Linked data involves designing the data beforehand for hands-free interoperability. Organic mash-up-able-ness comes from scrupulously observing principle number 2. This all sounds better and better. Do your interoperability design when you start, adopt web standards, and throw that data out there for the world to use, and the Web becomes one big mashup?
Not so fast. I'm afraid we need another principle. Data curation. Data worth linking to is cared for, managed, corrected, updated. In the words of the old song (and yes, I expose my age) "Does your chewing gum lose its flavor on the bedpost overnight?" Bit-rot prevails, as sure as death and taxes.

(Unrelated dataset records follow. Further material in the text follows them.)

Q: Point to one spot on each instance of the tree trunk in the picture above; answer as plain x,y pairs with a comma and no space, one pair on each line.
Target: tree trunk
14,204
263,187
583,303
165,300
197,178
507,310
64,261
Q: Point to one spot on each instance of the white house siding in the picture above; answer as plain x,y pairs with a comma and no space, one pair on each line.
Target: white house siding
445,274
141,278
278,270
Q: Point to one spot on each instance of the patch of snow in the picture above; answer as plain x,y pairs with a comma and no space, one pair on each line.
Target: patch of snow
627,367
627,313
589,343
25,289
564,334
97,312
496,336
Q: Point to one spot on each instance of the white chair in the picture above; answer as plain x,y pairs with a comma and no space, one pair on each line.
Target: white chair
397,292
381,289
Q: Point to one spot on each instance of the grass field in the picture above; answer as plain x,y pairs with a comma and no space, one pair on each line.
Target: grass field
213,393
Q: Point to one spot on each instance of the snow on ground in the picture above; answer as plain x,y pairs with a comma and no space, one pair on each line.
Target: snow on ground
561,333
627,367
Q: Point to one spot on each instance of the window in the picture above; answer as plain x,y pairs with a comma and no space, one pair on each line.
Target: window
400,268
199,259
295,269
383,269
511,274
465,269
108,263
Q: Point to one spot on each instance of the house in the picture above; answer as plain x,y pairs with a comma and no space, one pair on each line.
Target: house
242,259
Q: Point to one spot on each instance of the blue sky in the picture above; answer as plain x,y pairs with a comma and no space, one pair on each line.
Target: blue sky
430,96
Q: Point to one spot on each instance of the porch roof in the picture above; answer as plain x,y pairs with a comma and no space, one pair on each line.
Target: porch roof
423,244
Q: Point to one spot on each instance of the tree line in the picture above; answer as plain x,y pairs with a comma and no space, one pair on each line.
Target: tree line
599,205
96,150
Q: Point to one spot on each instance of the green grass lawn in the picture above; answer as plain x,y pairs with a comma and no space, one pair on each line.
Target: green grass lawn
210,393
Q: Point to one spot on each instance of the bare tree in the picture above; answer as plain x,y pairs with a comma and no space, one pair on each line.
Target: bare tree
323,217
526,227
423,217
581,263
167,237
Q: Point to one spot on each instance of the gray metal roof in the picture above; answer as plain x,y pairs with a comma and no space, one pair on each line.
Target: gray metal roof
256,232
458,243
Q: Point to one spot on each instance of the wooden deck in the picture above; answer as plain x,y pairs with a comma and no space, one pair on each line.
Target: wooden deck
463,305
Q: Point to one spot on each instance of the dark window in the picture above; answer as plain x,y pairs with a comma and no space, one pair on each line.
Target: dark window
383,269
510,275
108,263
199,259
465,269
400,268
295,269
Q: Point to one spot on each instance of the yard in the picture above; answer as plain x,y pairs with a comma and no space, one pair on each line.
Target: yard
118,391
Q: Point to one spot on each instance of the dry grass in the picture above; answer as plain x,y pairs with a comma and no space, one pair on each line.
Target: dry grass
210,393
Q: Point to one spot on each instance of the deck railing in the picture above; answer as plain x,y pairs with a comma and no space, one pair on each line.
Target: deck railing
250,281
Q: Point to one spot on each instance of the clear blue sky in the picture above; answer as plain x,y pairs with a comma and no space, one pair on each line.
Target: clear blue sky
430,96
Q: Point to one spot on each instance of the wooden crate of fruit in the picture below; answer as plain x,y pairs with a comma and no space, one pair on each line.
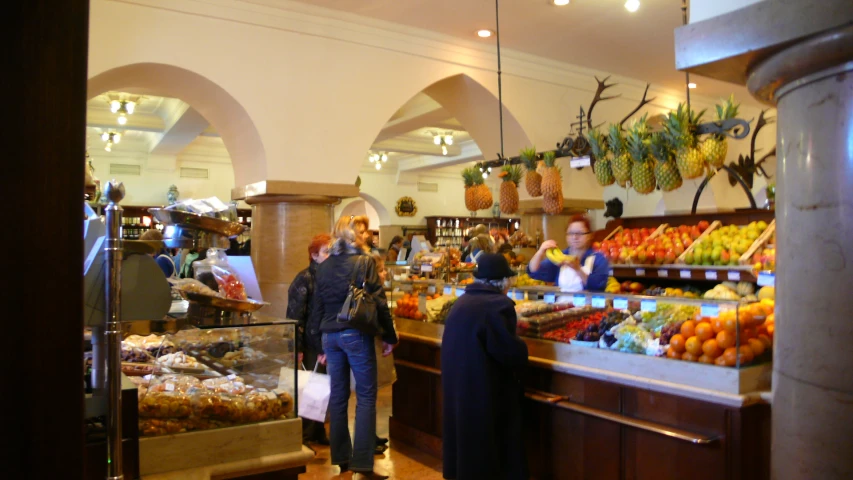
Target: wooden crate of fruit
714,225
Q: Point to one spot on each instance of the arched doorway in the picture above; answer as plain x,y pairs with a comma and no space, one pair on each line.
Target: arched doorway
227,116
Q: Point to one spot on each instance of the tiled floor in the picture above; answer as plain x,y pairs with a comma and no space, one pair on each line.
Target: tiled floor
400,461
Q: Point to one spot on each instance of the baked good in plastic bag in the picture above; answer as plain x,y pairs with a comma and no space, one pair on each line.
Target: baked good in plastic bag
261,405
169,404
217,406
229,284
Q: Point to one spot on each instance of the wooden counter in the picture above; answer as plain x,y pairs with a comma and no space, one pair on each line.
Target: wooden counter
597,414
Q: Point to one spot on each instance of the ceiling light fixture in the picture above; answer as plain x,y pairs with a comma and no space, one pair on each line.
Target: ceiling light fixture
111,138
377,159
443,141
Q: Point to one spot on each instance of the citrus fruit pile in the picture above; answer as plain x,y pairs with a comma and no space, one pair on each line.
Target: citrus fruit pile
715,340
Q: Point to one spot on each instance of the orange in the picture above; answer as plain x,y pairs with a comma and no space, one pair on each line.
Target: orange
688,329
704,331
746,354
689,357
711,349
676,343
730,356
757,346
725,339
693,346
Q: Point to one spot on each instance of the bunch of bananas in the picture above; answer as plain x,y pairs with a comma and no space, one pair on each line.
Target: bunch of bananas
557,257
612,286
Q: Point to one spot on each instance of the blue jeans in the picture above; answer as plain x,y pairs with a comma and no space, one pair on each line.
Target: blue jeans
352,350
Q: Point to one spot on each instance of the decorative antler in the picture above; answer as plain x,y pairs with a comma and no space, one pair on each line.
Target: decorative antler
643,102
762,121
602,86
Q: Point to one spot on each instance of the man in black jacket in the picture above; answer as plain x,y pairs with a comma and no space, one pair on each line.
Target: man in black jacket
482,357
300,298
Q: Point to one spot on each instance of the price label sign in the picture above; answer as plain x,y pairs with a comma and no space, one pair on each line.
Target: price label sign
649,305
710,310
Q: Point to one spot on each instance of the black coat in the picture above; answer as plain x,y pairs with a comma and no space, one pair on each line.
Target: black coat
331,286
481,358
300,296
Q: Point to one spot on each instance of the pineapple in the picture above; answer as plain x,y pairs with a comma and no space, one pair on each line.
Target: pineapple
468,176
532,180
666,173
680,129
716,147
511,175
602,168
621,163
552,185
482,194
642,170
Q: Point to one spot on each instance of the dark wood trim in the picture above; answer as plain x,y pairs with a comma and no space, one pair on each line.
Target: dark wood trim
45,60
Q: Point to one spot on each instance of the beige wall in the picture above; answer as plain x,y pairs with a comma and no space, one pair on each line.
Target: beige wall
300,93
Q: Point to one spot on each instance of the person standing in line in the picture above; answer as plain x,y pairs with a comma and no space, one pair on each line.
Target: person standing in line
300,297
482,417
346,348
394,249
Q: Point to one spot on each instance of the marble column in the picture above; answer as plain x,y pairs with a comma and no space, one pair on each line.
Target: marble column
285,216
798,56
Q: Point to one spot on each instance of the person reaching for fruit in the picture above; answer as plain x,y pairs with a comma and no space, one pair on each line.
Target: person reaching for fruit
577,268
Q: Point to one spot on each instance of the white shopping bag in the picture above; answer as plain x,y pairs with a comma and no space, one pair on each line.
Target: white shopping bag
314,396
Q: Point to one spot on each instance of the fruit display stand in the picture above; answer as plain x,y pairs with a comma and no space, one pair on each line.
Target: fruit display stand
597,413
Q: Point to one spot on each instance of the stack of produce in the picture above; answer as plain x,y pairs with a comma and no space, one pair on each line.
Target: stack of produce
535,319
725,245
714,340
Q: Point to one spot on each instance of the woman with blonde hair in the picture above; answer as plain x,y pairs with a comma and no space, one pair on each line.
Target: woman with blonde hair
345,348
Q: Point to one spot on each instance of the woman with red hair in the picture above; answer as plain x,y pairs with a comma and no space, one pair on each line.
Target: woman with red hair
300,296
585,270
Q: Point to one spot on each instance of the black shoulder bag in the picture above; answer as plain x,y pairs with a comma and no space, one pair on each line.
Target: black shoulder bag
359,309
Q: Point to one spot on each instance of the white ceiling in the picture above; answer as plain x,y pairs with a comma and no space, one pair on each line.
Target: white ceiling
596,34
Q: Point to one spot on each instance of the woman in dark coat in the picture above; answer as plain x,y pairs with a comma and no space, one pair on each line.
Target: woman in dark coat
482,358
300,296
346,348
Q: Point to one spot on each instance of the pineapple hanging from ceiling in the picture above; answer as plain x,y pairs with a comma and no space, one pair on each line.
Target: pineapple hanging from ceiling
510,176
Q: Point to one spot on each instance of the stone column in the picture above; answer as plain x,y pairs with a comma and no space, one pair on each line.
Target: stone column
799,57
285,216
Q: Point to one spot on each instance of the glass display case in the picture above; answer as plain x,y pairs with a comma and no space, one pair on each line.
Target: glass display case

To recapitulate, my own list of linked data principles went from four, to three, to two, and back up to four, though slightly different than TimBL's:
- Identify stuff with HTTP URIs
- Aggregate identified-stuff in standard [web-based] ways
- Make the data explicitly open
- Eschew uncurated data
If you've rummaged around in the linked data world you've come across the Linked Open Data Cloud. A summary of currently available linked data sources has just been updated this week: State of the LOD Cloud.
There is interesting information on the state of linked data in this document, including indications that there is a growing proportion of data sets that are curated. Perhaps the best indicator of this is whether the data are published by the data producers themselves, or by third parties who found a juicy data set that they thought could be of research interest, and massaged it into usefulness. Research is good. Proof of concept is good. Neither are likely to be persistent or reliable. According to this report, only about a third of the LOD sets are currently producer-published.
There is a good deal of other data in this report worth unpacking, including metrics of conformance to a set of best practices that are emerging in the community. Perhaps the most important one of these is the availability of explicit licensing information. Without this, systems builders are writing code to shifting sands. Open today, closed tomorrow. Why would anyone take such a risk? The report indicates that fewer than 10% of the data-sets in the LOD cloud contain such licensing information. A bad sign. Lets hope it improves. It will be useful to see how these metrics change over time, but they are but indirect measures of the changing health of the LOD cloud. The proof, of course, is in the applications.
The library community is actively exploring the benefits of linked data applications as the means of providing more and better services on the Web. There is a W3C incubator group for Library Linked Data that is preparing a report on use-cases and potentially useful directions. This report will provide a milestone for the community and will, one hopes, lead to concrete steps toward a stronger presence for libraries in the linked data realm, and hence, on the Web in general. The challenges are not limited to the principles, best practices, and technical issues of linked data, however. If libraries are to succeed in this space, there are systemic community issues that must be reconciled as well. I will share my perspectives on these issues in a succeeding post.
Finally, my apologies if I have monkeyed around too much with established principles that people agree on. I do so in the interest of creating a teaching moment, and perhaps to challenge current thinking about the topic in a small way. I don't think I have a prayer of knighthood.
-----
It is my great good fortune to be in Japan on the cusp of cherry blossom season. This picture was taken in Gion district of Kyoto -- a week or two early, but with tantalizing with promise.